Tahun depan misalkan, lanjut Dadan, ada kemungkinan Kementerian ESDM kembali mengusulkan dana APBN untuk menjalankan program BIRU melalui dana alokasi khusus. Sebagian dimungkinkan program BIRU ini digunakan program alokasi khusus.
Jadi persiapannya sudah dilakukan untuk mencapai target yang sudah disampaikan oleh Pemerintah dan stakeholder.
Karena potensi dilapangkan masih tetap besar. Lantas apakah Dana Desa dapat digunakan untuk Biogas komunal ?
Menurut Dadan, pertanyaan ini lebih cocok dilayangkan kepada Kementerian Dalam Negeri (Kemendagri). Meski begitu, Dadan menjelaskan, Dana Desa itu dapat dieksekusi untuk kepentingan desa itu sendiri.

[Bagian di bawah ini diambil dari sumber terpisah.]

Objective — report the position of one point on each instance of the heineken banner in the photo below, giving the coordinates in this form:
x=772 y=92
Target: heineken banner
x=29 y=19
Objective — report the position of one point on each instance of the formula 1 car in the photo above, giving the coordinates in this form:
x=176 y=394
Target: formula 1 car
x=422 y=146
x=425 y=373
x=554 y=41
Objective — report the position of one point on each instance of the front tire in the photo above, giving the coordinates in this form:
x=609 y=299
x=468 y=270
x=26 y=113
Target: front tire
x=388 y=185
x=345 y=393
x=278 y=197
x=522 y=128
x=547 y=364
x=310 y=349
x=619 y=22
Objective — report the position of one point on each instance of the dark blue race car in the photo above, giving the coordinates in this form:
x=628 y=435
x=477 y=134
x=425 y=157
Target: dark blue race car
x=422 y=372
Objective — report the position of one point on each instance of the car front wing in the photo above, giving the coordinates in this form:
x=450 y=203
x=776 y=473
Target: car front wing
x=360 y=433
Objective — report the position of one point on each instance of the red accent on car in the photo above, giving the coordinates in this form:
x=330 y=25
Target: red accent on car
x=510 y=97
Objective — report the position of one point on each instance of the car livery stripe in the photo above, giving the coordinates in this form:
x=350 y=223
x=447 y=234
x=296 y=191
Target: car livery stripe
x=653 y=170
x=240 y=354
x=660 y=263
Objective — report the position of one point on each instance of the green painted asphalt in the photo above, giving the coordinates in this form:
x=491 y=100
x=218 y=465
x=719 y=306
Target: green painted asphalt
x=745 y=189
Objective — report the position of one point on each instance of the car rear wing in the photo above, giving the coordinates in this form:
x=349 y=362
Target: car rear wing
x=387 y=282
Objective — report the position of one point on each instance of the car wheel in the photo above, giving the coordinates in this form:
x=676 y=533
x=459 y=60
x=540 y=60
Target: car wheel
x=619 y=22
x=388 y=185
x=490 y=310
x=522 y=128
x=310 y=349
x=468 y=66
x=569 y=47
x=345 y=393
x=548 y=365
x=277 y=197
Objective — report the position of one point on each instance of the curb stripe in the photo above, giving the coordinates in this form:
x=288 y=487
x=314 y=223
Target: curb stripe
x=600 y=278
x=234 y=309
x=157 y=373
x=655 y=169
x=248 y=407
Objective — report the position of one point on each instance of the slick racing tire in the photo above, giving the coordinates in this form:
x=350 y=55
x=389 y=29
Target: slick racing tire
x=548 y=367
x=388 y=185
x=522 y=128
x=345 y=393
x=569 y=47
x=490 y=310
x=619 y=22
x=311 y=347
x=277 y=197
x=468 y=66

“Setahu saya, anggaran-anggaran dana desa itu dieksekusinya oleh desa secara langsung meliputi kegiatan-kegiatan fisik yang bisa men-generate kegiatan perekonomian kemudian juga infrastruktur dan ini menurut saya dua-duanya masuk. Menurut logika saya ini (dana desa) bisa dipakai untuk pembangunan biogas, memanfaatkan dana desa yang selama ini ada,” bebernya.
Selain itu, ia mengungkapkan kendala program bio gas setelah 10 tahun berjalan, dan sudah berjalan di beberapa pulau di Indonesia di antaranya, Sumatera, Jawa, ke wilayah Indonesia timur, Sulawesi.
Mekanisme Pendanaan
Dadan menyatakan, sudah ada beberapa contoh dan tidak semuanya berjalan sukses, melainkan hal ini sangat dipengaruhi oleh berbagai macam kendala salah satunya yakni mekanisme pendanaan.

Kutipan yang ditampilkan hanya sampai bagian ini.